Per-kind aggregation guidance:

  • Gauge: avg, last_value, min, or max. Set "isDelta": true for Prometheus-style delta over each bucket.
  • Sum (counter): "increase" returns the per-bucket counter increase (reset-aware), or sum / avg on the computed rate. increase combined with groupBy is capped at the top 20 groups by the renderer; the tool emits a neutral hint when the cap may apply.
  • Histogram: "quantile" with level ∈ {0.5, 0.9, 0.95, 0.99} for percentiles, or "count" for the total bucket count.

summary and "exponential histogram" metric kinds are not yet supported by the query renderer.
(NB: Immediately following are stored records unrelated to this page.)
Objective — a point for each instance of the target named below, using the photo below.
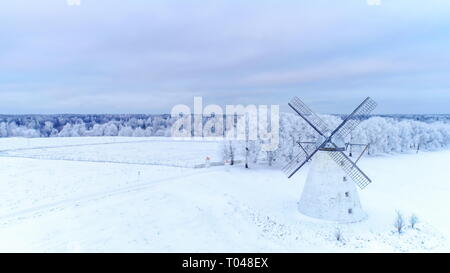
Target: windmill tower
(330, 192)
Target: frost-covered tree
(399, 222)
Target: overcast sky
(144, 56)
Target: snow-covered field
(142, 194)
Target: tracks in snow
(25, 213)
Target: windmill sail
(350, 168)
(309, 116)
(355, 118)
(300, 159)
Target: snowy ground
(107, 194)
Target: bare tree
(413, 219)
(399, 222)
(338, 234)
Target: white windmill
(329, 192)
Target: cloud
(109, 56)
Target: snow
(49, 204)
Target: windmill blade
(350, 168)
(354, 119)
(300, 159)
(308, 115)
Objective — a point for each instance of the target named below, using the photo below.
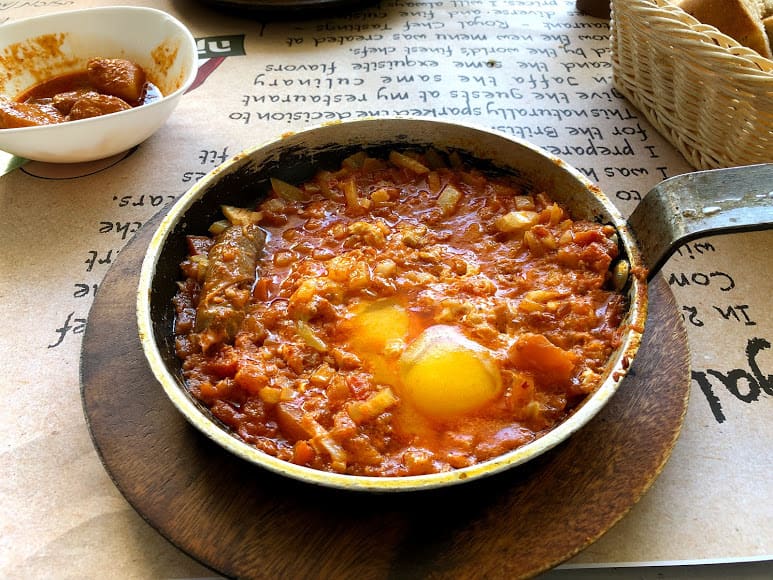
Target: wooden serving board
(245, 522)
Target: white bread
(767, 22)
(739, 19)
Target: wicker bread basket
(709, 96)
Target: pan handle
(700, 204)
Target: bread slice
(739, 19)
(767, 22)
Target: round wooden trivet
(245, 522)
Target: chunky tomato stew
(398, 316)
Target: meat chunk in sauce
(95, 105)
(117, 77)
(107, 85)
(14, 115)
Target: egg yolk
(376, 330)
(446, 375)
(441, 374)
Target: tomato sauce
(397, 316)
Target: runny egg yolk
(441, 374)
(445, 375)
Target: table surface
(532, 69)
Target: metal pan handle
(700, 204)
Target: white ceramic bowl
(153, 39)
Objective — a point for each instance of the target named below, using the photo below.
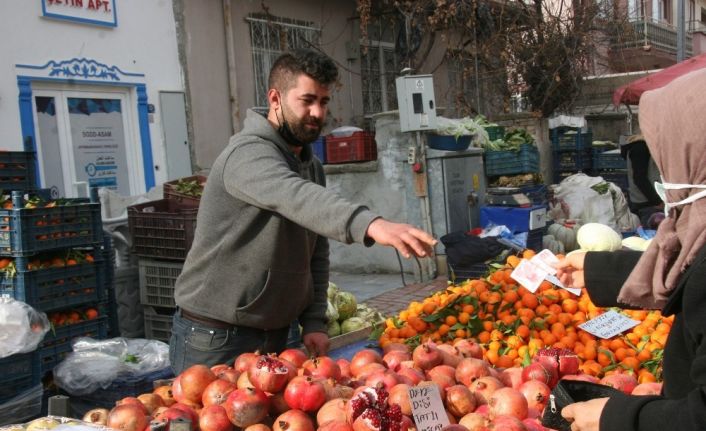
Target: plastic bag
(22, 327)
(96, 364)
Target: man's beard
(297, 131)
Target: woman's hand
(570, 270)
(585, 416)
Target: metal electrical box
(415, 99)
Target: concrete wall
(144, 41)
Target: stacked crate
(162, 232)
(51, 259)
(571, 152)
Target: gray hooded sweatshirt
(260, 253)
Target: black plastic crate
(57, 343)
(26, 230)
(526, 160)
(18, 170)
(49, 289)
(571, 139)
(162, 229)
(19, 373)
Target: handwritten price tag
(609, 324)
(427, 408)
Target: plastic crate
(571, 139)
(54, 288)
(170, 192)
(359, 147)
(157, 280)
(57, 343)
(572, 160)
(526, 160)
(162, 229)
(158, 323)
(18, 374)
(604, 160)
(18, 170)
(318, 147)
(27, 231)
(495, 132)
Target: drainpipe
(232, 77)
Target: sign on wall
(97, 12)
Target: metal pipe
(232, 76)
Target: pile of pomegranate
(370, 392)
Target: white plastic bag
(22, 327)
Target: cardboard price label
(427, 408)
(608, 324)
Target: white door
(86, 139)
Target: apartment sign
(95, 12)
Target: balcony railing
(660, 36)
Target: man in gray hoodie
(259, 259)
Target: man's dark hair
(289, 65)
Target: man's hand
(407, 239)
(585, 416)
(316, 343)
(570, 270)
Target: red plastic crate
(359, 147)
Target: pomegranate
(363, 358)
(214, 418)
(564, 361)
(507, 401)
(393, 359)
(647, 388)
(332, 410)
(190, 384)
(427, 356)
(472, 421)
(305, 393)
(322, 367)
(128, 417)
(216, 393)
(484, 387)
(293, 420)
(246, 406)
(96, 416)
(399, 394)
(536, 393)
(470, 369)
(459, 400)
(165, 392)
(539, 371)
(623, 382)
(268, 374)
(245, 360)
(335, 426)
(295, 356)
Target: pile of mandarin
(511, 324)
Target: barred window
(271, 36)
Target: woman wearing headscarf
(669, 276)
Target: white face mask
(661, 189)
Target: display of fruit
(512, 326)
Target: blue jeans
(196, 343)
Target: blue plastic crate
(526, 160)
(571, 139)
(57, 343)
(54, 288)
(19, 373)
(27, 231)
(318, 147)
(604, 160)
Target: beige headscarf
(673, 122)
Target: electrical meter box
(415, 98)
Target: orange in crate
(359, 147)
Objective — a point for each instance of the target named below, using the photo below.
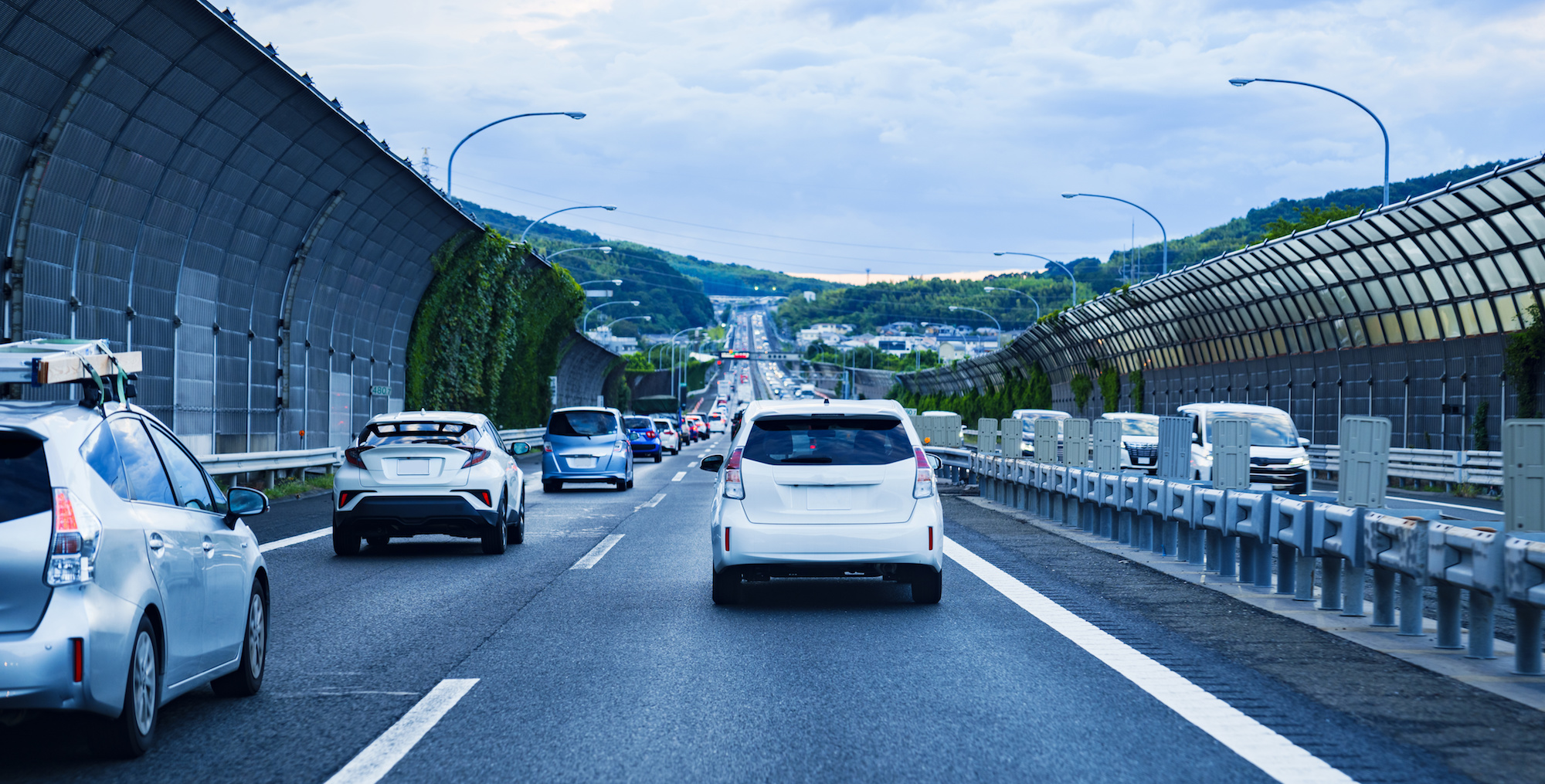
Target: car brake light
(353, 456)
(923, 487)
(78, 533)
(733, 487)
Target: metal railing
(1240, 533)
(1428, 465)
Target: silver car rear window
(24, 477)
(827, 440)
(582, 423)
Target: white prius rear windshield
(823, 440)
(419, 433)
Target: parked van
(1278, 456)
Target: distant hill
(928, 300)
(1254, 226)
(711, 277)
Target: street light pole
(1243, 82)
(603, 249)
(1019, 292)
(605, 304)
(1166, 235)
(565, 210)
(452, 162)
(1065, 267)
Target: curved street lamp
(603, 249)
(606, 304)
(1166, 235)
(452, 162)
(1019, 292)
(1243, 82)
(1065, 269)
(565, 210)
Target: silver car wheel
(144, 678)
(257, 636)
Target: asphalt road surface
(429, 661)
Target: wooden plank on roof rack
(64, 368)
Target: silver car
(127, 578)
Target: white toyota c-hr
(827, 490)
(429, 473)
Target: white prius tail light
(923, 488)
(76, 536)
(733, 487)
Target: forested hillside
(708, 277)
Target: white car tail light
(733, 487)
(923, 488)
(76, 536)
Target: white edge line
(597, 553)
(1254, 742)
(296, 539)
(385, 752)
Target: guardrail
(1430, 465)
(1240, 533)
(282, 460)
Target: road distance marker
(296, 539)
(1257, 743)
(385, 752)
(597, 553)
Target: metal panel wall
(1397, 312)
(174, 212)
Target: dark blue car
(642, 434)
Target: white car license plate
(413, 468)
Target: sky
(917, 136)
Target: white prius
(835, 488)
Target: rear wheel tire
(517, 533)
(495, 541)
(928, 585)
(345, 544)
(727, 587)
(134, 732)
(248, 678)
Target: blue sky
(919, 136)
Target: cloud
(942, 125)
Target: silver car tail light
(923, 487)
(78, 531)
(733, 487)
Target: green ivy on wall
(489, 331)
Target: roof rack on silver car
(90, 363)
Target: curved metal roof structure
(1461, 263)
(171, 185)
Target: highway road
(594, 653)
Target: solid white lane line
(1257, 743)
(296, 539)
(385, 752)
(597, 553)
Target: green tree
(1521, 361)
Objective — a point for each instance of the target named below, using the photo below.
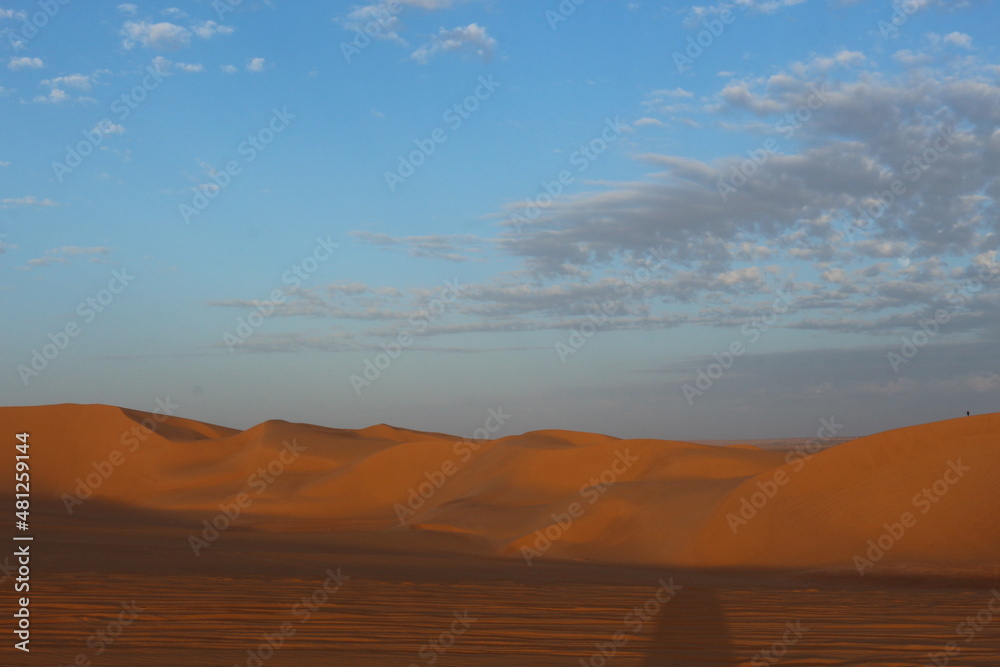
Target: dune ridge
(546, 494)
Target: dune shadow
(691, 630)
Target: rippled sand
(390, 607)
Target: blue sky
(637, 218)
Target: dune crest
(922, 497)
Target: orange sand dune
(923, 497)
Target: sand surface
(872, 551)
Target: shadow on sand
(691, 630)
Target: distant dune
(923, 498)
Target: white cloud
(209, 28)
(643, 122)
(55, 96)
(78, 81)
(25, 63)
(959, 39)
(472, 40)
(62, 255)
(26, 201)
(160, 36)
(168, 66)
(106, 128)
(428, 4)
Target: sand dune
(918, 498)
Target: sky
(644, 219)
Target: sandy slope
(549, 494)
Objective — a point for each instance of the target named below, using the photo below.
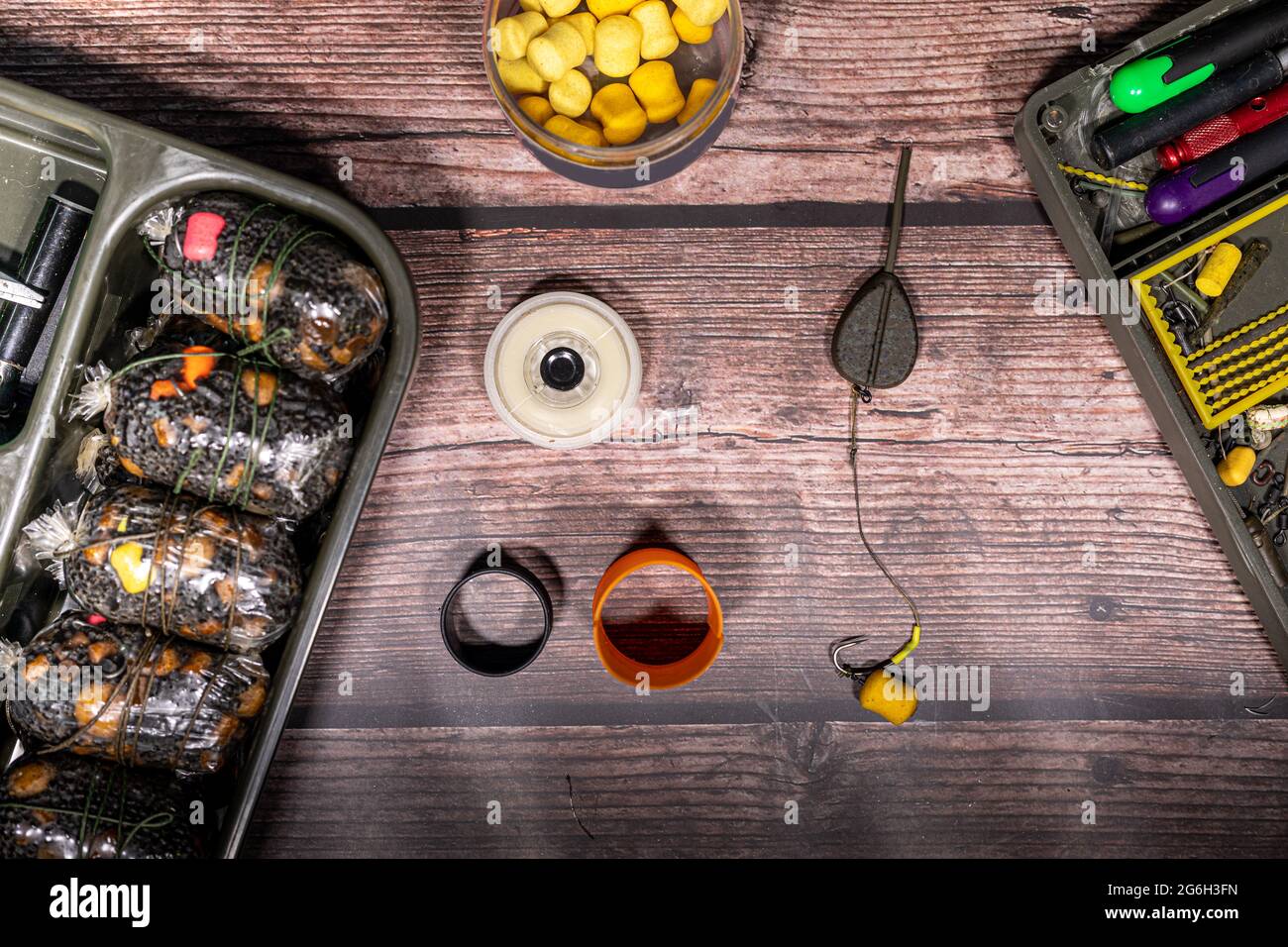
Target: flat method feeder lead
(875, 346)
Discovery workflow for metrics:

  1. clickstack_list_sources to find the metric source ID and its metricTables map.
  2. clickstack_describe_source to see columns, attribute keys, and a per-kind metric-name sample.
  3. clickstack_list_metrics for paginated catalog access with optional kind / namePattern / time-window filters; pass nextCursor unchanged for the next page.
  4. clickstack_describe_metric to drill into a specific metric and discover its attribute keys + sampled values before authoring queries.
  5. clickstack_timeseries / clickstack_table to chart the metric.